Beitrag von Martin »

Klaus Horsten hat geschrieben:Für mich geht es darum, eine Art von Wahrheitskriterium zu definieren, ein mathematisches Axiom gleichsam für die Mnemotechnik.
Das ist ein verständliches und löbliches Ansinnen. Um das Stichwort mathematisches Axiom aufzugreifen, sei jedoch angemerkt, dass eben in der Mathematik regelmäßig (soweit ich das überblicke) nicht ausschließlich ein Axiom, sondern mehrere vorgegeben sind. Man denke beispielsweise nur allein an die sog. Euklidsche Geometrie mit ihren 4 bzw. 5 Axiomen. Und dann sind wir beinahe ganz schnell wieder bei den Maßstäben der Mnemotechnik angelangt, wie sie Ulrich in Kapitel 1 von Esels Welt beschreibt, und nicht bei einem einzigen.
Allerdings kann ich mich auch mit Deinem Gedanken eines einzigen Maßstabs für die Mnemotechnik (den Ulrich gemäß seines obigen Beitrags ebenfalls bevorzugt) sehr wohl anfreunden; die vorgelegten Maßstäbe in Esels Welt blieben dann als Grundprinzipien-, funktionen (oder wie man es sonst ausdrücken mag) bestehen. Damit schließt sich auch der Kreis, denn bereits im ersten Beitrag habe ich ja den Maßstab in seiner „Esels Welt- Bedeutung“ als „(Konstruktions-) Basis bzw. Grundlage“ auszulegen versucht.

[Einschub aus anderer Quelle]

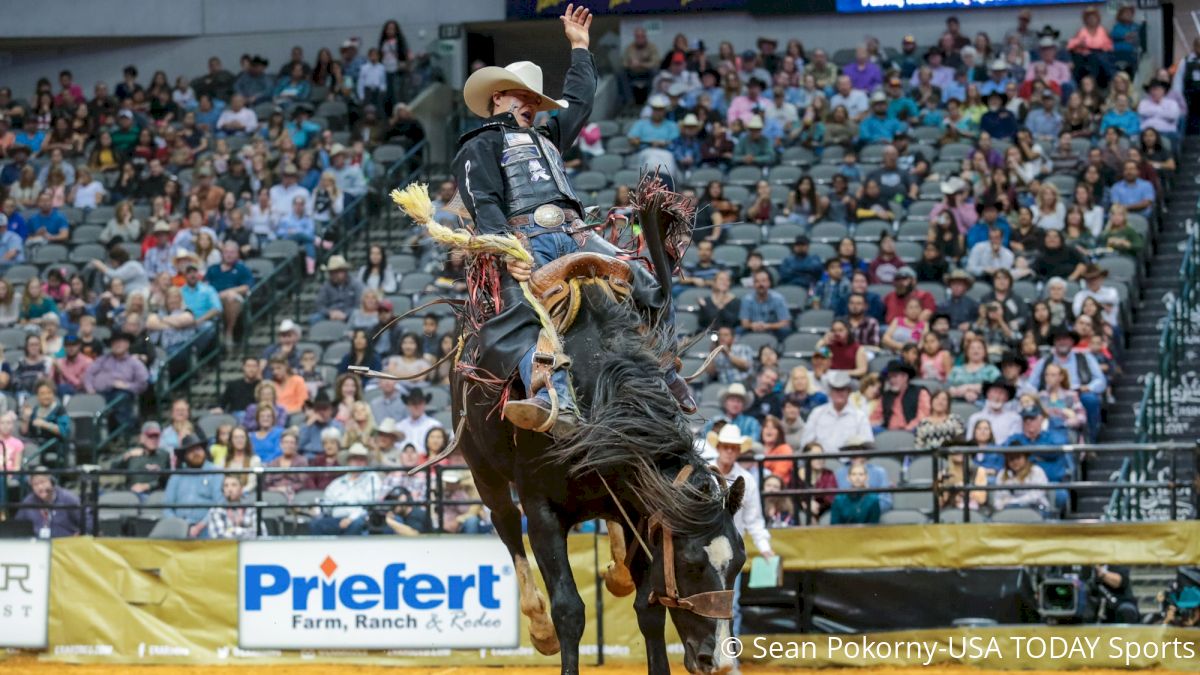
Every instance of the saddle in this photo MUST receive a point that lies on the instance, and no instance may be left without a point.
(558, 287)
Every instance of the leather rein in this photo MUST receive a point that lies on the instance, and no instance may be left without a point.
(713, 604)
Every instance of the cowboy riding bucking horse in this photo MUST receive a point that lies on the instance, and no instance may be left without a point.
(511, 180)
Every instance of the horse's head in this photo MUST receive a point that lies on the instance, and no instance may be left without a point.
(695, 569)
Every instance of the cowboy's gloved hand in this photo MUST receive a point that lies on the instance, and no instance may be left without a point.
(520, 269)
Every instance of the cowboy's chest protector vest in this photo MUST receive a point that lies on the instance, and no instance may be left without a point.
(533, 172)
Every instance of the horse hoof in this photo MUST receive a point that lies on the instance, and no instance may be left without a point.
(545, 644)
(618, 580)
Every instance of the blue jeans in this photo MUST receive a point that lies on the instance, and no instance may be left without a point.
(1091, 402)
(737, 605)
(330, 525)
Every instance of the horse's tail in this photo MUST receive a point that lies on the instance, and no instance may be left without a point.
(636, 437)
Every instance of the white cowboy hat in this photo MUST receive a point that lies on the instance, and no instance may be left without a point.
(730, 435)
(522, 75)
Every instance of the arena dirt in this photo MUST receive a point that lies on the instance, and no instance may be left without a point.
(25, 664)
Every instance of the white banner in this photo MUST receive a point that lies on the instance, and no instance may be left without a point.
(377, 592)
(24, 593)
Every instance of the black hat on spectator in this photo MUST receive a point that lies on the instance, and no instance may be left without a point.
(1062, 332)
(415, 394)
(1153, 83)
(1000, 382)
(900, 366)
(190, 442)
(1013, 358)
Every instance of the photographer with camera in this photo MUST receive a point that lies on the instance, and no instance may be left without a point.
(399, 517)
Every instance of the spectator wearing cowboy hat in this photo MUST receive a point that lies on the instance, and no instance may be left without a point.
(118, 376)
(340, 294)
(961, 309)
(997, 412)
(730, 444)
(1083, 370)
(349, 489)
(348, 175)
(834, 423)
(735, 400)
(904, 405)
(187, 487)
(417, 425)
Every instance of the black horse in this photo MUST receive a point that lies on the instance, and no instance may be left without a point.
(631, 461)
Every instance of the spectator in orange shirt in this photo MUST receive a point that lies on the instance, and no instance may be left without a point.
(291, 389)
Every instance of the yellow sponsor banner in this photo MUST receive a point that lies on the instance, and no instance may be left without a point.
(139, 601)
(987, 544)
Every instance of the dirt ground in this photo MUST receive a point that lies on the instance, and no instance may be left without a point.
(25, 664)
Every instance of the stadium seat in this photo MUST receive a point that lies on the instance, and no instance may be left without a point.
(870, 230)
(814, 321)
(1018, 514)
(731, 256)
(325, 332)
(773, 254)
(784, 233)
(798, 157)
(801, 345)
(743, 234)
(607, 165)
(828, 232)
(903, 517)
(169, 529)
(589, 180)
(49, 254)
(210, 423)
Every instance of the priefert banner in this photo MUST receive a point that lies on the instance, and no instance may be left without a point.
(377, 592)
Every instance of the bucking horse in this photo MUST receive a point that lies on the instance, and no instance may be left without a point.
(630, 461)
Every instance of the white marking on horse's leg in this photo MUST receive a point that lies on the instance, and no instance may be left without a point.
(720, 554)
(617, 578)
(533, 604)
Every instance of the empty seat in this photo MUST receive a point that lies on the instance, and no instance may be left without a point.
(324, 332)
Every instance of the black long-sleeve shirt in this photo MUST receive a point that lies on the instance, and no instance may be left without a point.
(478, 165)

Aber in meinen Augen empfiehlt es sich zu schreiben, das heißt, zu fixieren, ansonsten ist es schwer, 1. sich zu verbessern, 2. Wiederholungen nach langer Zeit der Pause vorzunehmen.
Sicher, Klaus, da pflichte ich Dir bei. Das entscheidende Moment hierbei bleibt zum einen die Anzahl und der Umfang der erstellten Geschichten, zum anderen deren Anwendungsfrequenz. Ist letztere hoch, dann habe ich eher geringen Bedarf das Erdachte zu Papier zu bringen (z.B. beim Vokabellernen mit der Technik der wechselnden Phantasien). Sind dagegen Anzahl und Umfang groß und/oder die Frequenz niedrig, so wird ein Notieren (wenigstens in Stichworten oder im Storyboard- Stil von Filmdrehbüchern, am besten aber wirklich ausformuliert) unerlässlich.